Dembo Mané aconselhou as pessoas a evitarem estar perto de lixo, sobretudo as vendedeiras, nos mercados de Bissau e nas regiões, para evitar contatos diretos com lixo porque é nocivo à saúde humana, “por mais que alguém queira ganhar dinheiro, deve prevenir-se para que não contraia doença crônica”.

“A Câmara Municipal de Bissau deve ser mais vigilante, promover campanadas de sensibilização sobre tratamento do lixo, manter espaços onde as mulheres praticam as suas atividades limpas para garantir saúde à população.
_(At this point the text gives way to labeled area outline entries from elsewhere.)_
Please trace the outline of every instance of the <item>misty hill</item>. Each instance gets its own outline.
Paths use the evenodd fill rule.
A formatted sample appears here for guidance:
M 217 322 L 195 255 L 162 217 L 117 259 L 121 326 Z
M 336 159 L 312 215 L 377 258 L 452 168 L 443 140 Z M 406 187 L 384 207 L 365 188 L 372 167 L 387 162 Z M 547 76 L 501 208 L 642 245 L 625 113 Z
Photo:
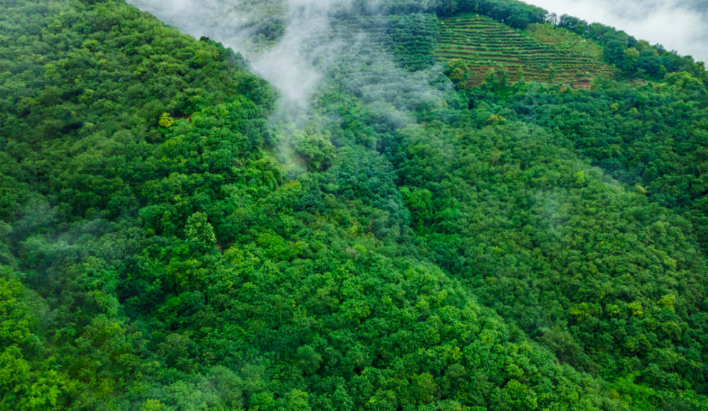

No passado, havia grupos de jovens que faziam limpezas em diferentes bairros de capital Bissau, mas hoje em dia esse trabalho não é frequente, porque existe a consciência que aquele trabalho não é limpeza, mas sim a transferência da poluição, devido à falta de espaços para colocar ou reciclar o lixo”, alertou.

Jovem ambientalista assegurou que neste momento, o vazadouro de Safim, que está localizado nas zonas húmidas, está superlotado, criando ameaça à saúde pública e outros problemas, razão pela qual defendeu que é preciso redefinir uma estratégia e montar outro tipo de plano, porque” o saneamento básico não é apenas a limpeza urbana, mas também tem a ver com o tratamento e destino final de lixo”.